Where would I have suggested that? The problem with headphones is that the sound focusses in the middle of your head. That's far away from the stereo image you can attain in the sweet spot between two speakers.

Well there's binaural recording, but you all know how successful that has been.
Mike Giacomelli
QUOTE (rpp3po @ Feb 28 2009, 15:45) *
Where would I have suggested that? The problem with headphones is that the sound focusses in the middle of your head.


I think most people use crossfeed for that problem, and lossy audio shouldn't be an issue with it.
rpp3po
QUOTE (Mike Giacomelli @ Feb 28 2009, 22:25) *
I think most people use crossfeed for that problem, and lossy audio shouldn't be an issue with it.

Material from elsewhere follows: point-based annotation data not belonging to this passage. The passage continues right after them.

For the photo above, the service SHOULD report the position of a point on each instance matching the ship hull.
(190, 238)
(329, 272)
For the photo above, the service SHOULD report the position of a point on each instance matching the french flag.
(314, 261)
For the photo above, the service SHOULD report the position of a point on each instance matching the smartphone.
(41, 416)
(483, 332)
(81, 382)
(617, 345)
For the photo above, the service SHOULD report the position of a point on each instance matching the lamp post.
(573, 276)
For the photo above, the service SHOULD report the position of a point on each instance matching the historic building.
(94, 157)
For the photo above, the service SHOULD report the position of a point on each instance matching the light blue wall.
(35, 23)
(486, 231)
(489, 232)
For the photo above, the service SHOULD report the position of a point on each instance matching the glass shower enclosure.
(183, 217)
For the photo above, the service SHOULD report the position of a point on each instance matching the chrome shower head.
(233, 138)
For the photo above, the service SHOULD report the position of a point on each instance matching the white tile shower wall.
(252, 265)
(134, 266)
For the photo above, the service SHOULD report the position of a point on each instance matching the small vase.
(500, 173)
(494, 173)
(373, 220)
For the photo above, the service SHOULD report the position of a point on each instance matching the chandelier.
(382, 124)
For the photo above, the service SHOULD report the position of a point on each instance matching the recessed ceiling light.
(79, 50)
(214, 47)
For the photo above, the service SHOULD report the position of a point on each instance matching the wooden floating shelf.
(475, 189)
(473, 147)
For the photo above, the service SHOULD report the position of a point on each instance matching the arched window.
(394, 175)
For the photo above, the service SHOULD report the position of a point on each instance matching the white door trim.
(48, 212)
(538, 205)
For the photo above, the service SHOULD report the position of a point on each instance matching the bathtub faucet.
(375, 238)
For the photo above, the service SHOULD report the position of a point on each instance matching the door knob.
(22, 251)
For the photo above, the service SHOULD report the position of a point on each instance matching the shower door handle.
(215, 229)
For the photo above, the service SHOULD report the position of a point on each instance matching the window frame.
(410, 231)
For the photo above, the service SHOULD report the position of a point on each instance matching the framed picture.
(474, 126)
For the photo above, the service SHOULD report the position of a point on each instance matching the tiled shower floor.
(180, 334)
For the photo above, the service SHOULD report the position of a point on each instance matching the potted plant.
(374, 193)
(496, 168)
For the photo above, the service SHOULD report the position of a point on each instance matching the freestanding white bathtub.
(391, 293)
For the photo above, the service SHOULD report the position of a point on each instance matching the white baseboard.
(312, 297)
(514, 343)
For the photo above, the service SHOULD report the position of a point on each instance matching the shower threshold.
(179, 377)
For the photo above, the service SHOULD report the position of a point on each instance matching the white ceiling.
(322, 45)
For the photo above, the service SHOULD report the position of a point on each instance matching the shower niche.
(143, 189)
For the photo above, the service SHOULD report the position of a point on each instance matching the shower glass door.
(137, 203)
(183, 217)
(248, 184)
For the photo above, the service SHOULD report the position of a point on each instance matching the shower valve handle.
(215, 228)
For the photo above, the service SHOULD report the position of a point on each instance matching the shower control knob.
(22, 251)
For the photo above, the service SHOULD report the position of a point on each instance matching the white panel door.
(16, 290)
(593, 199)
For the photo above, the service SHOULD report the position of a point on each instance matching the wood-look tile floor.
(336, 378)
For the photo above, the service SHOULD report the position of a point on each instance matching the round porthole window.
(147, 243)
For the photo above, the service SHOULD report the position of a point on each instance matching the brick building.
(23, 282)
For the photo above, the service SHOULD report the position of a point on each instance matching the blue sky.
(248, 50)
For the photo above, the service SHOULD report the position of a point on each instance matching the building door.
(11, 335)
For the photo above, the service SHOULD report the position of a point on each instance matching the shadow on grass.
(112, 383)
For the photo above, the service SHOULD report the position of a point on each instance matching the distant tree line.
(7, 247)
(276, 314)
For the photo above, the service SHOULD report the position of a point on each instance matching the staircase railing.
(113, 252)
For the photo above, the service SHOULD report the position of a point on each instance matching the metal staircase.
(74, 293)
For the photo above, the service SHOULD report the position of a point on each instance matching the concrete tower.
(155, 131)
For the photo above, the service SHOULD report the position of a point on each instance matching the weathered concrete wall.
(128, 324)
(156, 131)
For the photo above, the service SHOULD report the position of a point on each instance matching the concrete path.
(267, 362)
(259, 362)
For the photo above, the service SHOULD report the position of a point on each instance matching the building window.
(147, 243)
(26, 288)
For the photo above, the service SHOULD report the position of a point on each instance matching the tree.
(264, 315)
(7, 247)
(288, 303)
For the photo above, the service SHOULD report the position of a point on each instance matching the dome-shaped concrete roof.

I have tried crossfeeding. It's a poor compromise. I helps against fatigue, but the stereo image is still far from a good speaker setup.
Mike Giacomelli
QUOTE (rpp3po @ Feb 28 2009, 16:43) *
QUOTE (Mike Giacomelli @ Feb 28 2009, 22:25) *
I think most people use crossfeed for that problem, and lossy audio shouldn't be an issue with it.


I have tried crossfeeding. It's a poor compromise. I helps against fatigue, but the stereo image is still far from a good speaker setup.


It sounds like you just don't like headphones.
rpp3po
QUOTE (Mike Giacomelli @ Feb 28 2009, 22:50) *
It sounds like you just don't like headphones.


Could we come back to the original question asked?

I frequently use headphones and enjoy them very much. The stereo image difference between headphones and loudspeakers is a well known fact, not needing further discussion.

As said in theory it could be possible to eliminate that by time domain signal processing. Maybe someone with greater insight into AAC encoding can comment about possible implications.
Mike Giacomelli
QUOTE (rpp3po @ Feb 28 2009, 17:08) *
The stereo image difference between headphones and loudspeakers is a well known fact, not needing further discussion.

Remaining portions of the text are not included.